The rising trend of sleep coaching is addressing a growing concern among adults who struggle with insomnia and anxiety, exacerbated by excessive screen time and stress. As many as 57 percent of Americans believe they would feel better with more sleep, according to a 2023 Gallup poll, a significant increase from 43 percent in 2013. With only 25 percent of respondents reporting they get the recommended eight or more hours of sleep each night, sleep professionals are stepping in to help adults improve their sleep habits.
Historically, sleep coaches have primarily focused on helping infants and their parents manage sleep challenges. However, an increasing number of adults are seeking assistance as they recognize the impact of sleep deprivation on their daily lives. A sleep consultant recently shared insights on the growing demand for adult sleep coaching, highlighting that major life events such as job stress, relationship changes, or even the loss of a loved one can disrupt sleep patterns.

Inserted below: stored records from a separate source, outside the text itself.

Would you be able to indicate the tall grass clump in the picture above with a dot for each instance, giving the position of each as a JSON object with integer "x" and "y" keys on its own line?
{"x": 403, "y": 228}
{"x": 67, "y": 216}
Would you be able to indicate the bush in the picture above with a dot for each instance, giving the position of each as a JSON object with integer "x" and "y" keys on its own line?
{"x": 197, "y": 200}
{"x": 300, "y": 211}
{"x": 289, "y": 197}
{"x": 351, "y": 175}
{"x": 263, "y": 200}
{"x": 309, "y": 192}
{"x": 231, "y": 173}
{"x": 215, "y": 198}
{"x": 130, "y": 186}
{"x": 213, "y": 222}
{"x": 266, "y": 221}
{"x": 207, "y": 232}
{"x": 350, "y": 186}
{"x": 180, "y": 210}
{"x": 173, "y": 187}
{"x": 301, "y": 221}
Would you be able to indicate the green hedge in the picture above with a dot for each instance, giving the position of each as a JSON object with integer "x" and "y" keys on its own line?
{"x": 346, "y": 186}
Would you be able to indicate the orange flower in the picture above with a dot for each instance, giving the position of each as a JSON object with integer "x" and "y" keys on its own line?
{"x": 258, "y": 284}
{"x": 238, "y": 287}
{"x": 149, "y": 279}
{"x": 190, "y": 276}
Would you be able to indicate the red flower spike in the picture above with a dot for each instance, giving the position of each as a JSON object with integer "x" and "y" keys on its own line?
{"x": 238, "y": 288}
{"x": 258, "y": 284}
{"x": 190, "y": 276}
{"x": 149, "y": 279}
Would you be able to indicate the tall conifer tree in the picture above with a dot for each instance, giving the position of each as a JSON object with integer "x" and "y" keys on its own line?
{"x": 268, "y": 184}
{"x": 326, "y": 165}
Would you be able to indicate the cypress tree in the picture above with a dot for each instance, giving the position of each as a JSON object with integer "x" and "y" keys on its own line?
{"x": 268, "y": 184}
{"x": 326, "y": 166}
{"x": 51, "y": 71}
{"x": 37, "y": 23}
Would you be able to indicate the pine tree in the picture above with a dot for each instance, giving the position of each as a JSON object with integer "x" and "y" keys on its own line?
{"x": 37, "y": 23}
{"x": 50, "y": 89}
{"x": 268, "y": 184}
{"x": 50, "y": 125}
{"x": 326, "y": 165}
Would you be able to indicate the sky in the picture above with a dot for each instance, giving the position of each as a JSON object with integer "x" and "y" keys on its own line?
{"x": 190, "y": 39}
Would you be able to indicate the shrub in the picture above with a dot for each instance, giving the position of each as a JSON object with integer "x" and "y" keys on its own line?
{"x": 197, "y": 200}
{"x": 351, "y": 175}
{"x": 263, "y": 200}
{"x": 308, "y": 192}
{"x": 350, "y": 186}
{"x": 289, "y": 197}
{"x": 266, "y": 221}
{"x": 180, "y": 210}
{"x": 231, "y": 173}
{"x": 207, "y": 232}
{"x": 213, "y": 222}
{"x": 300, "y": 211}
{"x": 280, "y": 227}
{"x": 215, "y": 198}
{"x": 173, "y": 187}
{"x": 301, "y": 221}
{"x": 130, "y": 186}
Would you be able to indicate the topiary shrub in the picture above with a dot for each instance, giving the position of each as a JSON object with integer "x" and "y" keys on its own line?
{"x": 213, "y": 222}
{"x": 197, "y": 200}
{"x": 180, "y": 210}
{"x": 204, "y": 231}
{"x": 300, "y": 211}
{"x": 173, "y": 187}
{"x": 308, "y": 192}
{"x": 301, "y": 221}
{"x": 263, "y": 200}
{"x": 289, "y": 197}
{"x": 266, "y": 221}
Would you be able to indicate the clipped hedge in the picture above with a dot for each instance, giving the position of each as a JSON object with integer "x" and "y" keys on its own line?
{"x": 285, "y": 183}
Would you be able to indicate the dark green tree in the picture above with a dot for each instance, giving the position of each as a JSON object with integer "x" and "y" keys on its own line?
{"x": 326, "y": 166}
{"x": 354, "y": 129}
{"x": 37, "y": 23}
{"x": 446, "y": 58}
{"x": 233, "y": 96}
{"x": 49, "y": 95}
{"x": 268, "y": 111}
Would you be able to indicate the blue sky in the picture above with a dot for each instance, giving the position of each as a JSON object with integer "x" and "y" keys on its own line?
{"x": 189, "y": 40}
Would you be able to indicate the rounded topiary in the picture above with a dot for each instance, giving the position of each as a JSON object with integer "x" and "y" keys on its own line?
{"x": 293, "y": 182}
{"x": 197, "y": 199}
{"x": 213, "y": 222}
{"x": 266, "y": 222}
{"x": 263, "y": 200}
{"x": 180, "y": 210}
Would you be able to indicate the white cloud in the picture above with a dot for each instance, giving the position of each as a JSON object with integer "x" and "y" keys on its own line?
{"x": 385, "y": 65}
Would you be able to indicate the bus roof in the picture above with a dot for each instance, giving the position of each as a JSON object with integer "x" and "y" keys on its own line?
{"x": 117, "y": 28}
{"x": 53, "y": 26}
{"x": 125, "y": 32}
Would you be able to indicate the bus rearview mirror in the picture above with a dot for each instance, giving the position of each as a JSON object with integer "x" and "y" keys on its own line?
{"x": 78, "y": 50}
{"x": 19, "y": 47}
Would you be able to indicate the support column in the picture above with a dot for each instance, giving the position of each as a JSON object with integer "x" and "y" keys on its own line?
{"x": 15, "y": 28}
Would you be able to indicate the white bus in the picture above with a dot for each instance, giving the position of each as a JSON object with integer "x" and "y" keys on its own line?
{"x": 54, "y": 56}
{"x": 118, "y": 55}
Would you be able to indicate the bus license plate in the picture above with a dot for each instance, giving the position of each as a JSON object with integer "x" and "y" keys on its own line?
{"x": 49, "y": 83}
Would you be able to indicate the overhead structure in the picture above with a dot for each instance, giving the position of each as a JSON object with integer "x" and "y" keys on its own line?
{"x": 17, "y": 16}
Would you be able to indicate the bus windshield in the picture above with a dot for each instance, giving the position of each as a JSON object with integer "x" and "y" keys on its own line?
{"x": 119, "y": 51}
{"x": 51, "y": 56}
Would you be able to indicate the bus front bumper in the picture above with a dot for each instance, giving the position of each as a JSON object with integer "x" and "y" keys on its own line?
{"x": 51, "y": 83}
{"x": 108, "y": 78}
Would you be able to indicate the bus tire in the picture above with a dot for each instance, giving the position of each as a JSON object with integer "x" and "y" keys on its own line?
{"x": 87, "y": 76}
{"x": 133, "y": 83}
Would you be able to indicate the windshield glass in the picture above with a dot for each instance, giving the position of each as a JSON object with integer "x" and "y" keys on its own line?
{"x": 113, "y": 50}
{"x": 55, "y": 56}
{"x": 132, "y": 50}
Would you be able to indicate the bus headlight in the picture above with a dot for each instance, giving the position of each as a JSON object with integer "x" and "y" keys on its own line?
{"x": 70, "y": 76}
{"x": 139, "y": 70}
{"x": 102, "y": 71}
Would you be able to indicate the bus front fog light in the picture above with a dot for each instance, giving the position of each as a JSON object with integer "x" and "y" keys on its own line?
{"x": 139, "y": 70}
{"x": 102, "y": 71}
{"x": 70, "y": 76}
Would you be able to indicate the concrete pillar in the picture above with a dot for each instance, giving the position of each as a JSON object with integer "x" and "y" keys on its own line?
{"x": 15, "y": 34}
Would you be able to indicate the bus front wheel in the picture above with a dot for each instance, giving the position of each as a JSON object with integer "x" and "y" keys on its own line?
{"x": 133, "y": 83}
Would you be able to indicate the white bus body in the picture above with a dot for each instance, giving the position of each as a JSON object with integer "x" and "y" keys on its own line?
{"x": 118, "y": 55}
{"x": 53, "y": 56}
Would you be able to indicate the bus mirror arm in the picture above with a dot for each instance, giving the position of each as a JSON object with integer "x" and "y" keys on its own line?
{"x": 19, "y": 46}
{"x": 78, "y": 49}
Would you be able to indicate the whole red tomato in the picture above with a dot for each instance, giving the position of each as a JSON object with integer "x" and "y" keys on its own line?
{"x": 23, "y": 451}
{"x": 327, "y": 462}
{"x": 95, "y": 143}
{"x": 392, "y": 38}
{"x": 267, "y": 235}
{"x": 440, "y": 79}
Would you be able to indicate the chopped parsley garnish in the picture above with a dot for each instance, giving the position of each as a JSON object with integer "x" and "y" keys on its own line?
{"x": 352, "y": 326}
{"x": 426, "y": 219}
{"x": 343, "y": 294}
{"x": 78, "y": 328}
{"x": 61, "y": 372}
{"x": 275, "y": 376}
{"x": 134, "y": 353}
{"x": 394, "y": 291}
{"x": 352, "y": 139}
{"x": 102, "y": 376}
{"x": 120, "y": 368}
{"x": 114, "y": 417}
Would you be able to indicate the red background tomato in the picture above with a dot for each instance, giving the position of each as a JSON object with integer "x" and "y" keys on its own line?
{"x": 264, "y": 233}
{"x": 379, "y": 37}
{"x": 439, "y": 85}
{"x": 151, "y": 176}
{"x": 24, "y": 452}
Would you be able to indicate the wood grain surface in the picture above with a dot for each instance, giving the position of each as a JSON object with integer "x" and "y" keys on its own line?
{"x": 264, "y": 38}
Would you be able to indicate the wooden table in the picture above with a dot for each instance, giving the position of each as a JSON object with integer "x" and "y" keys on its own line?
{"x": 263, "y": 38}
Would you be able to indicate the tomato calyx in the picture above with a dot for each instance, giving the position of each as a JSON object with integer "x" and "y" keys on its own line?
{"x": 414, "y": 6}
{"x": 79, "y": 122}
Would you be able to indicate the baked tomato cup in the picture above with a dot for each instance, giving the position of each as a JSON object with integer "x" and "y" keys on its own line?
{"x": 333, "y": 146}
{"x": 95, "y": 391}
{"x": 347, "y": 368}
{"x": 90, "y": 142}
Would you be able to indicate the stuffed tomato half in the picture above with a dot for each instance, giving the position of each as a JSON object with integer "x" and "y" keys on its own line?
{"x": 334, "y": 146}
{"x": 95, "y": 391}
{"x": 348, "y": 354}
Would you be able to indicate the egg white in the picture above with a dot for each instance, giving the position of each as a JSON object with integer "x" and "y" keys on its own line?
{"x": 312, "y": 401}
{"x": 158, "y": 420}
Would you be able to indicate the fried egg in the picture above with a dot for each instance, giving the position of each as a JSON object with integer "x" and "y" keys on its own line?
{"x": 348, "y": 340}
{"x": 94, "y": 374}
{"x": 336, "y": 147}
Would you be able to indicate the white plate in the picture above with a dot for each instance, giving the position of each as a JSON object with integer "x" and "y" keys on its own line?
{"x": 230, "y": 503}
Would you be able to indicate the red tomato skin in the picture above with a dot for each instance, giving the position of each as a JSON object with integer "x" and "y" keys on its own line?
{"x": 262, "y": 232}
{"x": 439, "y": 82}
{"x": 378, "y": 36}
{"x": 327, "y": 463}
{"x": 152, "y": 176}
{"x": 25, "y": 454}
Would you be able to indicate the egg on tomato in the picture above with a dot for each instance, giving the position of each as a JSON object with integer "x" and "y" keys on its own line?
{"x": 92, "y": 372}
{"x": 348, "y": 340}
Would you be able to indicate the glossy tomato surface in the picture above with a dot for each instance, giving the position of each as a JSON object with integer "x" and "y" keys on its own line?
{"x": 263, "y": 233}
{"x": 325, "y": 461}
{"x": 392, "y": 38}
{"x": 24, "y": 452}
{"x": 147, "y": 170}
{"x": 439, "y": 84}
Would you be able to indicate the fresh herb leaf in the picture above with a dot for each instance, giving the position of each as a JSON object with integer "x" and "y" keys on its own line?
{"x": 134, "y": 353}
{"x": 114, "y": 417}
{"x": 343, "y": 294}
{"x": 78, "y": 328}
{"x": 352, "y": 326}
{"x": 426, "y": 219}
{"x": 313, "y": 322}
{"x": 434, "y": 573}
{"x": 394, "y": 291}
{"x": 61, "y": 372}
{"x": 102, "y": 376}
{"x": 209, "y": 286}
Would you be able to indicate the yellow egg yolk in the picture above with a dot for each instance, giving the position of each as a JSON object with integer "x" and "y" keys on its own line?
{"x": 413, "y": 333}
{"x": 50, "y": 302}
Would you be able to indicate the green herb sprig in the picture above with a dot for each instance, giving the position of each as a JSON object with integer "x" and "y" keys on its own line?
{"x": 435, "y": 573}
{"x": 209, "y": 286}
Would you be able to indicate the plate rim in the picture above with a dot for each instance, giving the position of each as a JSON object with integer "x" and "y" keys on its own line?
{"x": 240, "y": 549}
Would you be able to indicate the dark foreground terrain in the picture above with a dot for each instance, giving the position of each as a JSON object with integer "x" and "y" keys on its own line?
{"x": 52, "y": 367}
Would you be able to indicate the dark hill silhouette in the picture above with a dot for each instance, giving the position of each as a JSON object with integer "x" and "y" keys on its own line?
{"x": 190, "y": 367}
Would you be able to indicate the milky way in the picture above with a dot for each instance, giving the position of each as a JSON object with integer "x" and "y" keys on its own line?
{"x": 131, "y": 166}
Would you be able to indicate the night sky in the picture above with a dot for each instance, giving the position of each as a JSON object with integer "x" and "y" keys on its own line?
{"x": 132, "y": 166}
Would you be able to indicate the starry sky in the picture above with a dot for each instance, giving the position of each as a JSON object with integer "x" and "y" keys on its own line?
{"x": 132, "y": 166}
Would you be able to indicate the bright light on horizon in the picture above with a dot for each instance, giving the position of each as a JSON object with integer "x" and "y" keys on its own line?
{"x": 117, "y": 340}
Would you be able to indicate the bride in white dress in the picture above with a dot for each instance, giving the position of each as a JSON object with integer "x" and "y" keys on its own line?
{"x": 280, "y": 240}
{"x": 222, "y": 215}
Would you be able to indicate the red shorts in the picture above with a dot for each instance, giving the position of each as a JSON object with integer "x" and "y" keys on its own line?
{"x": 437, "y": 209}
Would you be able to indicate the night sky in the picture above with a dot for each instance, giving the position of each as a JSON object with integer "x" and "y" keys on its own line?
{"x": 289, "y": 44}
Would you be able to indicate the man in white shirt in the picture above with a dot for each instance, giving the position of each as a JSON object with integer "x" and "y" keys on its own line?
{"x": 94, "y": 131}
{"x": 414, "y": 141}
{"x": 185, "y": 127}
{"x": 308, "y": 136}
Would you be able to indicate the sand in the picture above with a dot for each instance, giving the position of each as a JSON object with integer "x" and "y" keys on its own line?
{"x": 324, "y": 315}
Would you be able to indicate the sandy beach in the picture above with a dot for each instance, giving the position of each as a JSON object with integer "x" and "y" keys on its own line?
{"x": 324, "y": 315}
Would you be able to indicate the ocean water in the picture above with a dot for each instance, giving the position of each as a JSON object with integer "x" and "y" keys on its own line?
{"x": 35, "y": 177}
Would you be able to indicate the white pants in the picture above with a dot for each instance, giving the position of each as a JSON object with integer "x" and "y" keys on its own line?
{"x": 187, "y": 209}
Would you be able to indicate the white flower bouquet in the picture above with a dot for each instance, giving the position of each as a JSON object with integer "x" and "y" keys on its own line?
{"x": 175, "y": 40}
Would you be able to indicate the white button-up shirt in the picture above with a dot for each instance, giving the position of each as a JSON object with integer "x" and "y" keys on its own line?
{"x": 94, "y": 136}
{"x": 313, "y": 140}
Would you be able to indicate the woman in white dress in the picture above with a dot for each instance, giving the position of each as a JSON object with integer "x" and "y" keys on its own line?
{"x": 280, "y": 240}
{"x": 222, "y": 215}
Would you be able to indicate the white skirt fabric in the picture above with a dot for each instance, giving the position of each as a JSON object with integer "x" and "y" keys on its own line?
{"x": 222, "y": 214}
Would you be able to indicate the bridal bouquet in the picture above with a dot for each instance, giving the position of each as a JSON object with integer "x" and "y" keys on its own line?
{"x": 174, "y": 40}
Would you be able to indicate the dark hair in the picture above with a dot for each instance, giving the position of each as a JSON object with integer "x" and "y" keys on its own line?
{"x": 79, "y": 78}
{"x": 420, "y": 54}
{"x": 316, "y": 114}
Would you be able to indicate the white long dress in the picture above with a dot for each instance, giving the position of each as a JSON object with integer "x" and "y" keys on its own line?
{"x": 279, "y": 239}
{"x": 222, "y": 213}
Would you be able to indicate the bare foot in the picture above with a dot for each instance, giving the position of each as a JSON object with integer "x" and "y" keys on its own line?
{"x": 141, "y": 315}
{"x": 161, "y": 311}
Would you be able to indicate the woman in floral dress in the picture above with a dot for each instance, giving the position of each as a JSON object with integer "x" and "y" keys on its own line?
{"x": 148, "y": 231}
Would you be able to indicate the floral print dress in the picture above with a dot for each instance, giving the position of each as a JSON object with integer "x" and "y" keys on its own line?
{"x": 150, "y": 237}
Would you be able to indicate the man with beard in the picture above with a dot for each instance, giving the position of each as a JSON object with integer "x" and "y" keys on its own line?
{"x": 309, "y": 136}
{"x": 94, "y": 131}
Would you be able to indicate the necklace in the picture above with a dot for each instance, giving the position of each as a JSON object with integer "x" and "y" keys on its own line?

In her experience, she observes two main types of clients: those facing acute life changes and individuals with chronic sleep issues who have struggled with insomnia for years. Many adults internalize their sleep problems, often labeling themselves as “insomniacs” after years of poor sleep.
The consultant emphasizes that transforming both daytime and nighttime habits is vital for improving sleep quality. She notes, “I always laugh, because when I’m cornered at a dinner party it’s like, ‘Oh, I just have a quick question. I haven’t slept through the night in 19 years.’” With over 20 years of experience, she helps clients unravel the complexities of their sleep struggles.
A common misconception among those seeking help is that their nighttime habits alone are responsible for their insomnia. For instance, one client who could not sleep through the night was found to be consuming the majority of her calories during late hours, leading to frequent awakenings to eat. Another client, who exercised regularly and drank excessive amounts of water, discovered that her frequent trips to the bathroom throughout the night were disrupting her sleep.
The consultant often encounters clients who struggle with basic daily functioning as a result of sleep deprivation. She recalls a mother who forgot to fasten her child’s seatbelt and another who misplaced her keys in the refrigerator.
To address these issues, the consultant starts with fundamental sleep hygiene practices, though she acknowledges that many clients already believe they have a suitable sleep environment. “Most people think they have a good setup, but their habits or their environment are working against them,” she explains. This is where specialized coaching becomes essential, as it can reveal overlooked factors impacting sleep quality.
The mindset surrounding sleep also plays a critical role. Many clients harbor beliefs that undermine their need for rest, such as the idea that sleeping equates to laziness or that they can function well on little sleep. The consultant encourages clients to redefine their narratives around sleep, using techniques like journaling, cognitive behavioral therapy, and breath work to foster healthier perceptions.
Typically, the coaching process spans 12 sessions over three months, during which the consultant maintains communication between meetings. She notes that many clients find their friends and coworkers grow tired of their sleep complaints, but the consultant remains engaged and supportive. “Self-judgment is the sleep killer,” she states, emphasizing that the cycle of negative thoughts can exacerbate insomnia.
The pervasive issue of doomscrolling—browsing through troubling news and social media late into the night—further complicates the sleep landscape. As anxiety levels rise with constant notifications and exposure to distressing content, many resort to their phones instead of addressing their feelings directly. “We are overstimulated by screens, social media, constant notifications, the 24-hour news cycle,” the consultant remarks.
To combat this, she suggests designating specific times for worries, allowing clients to process their thoughts without them invading bedtime. “I’ll give you an hour to just worry to your heart’s desire, just get it out,” she advises. By separating worry time from sleep time, clients can better manage their anxiety and improve their chances of restful sleep.
The journey to better sleep is open to all, regardless of how long someone has struggled with insomnia. “It’s never too late,” the consultant assures. As more adults turn to sleep coaching, the potential for improved well-being and productivity is significant, highlighting the importance of addressing sleep issues in today’s fast-paced world.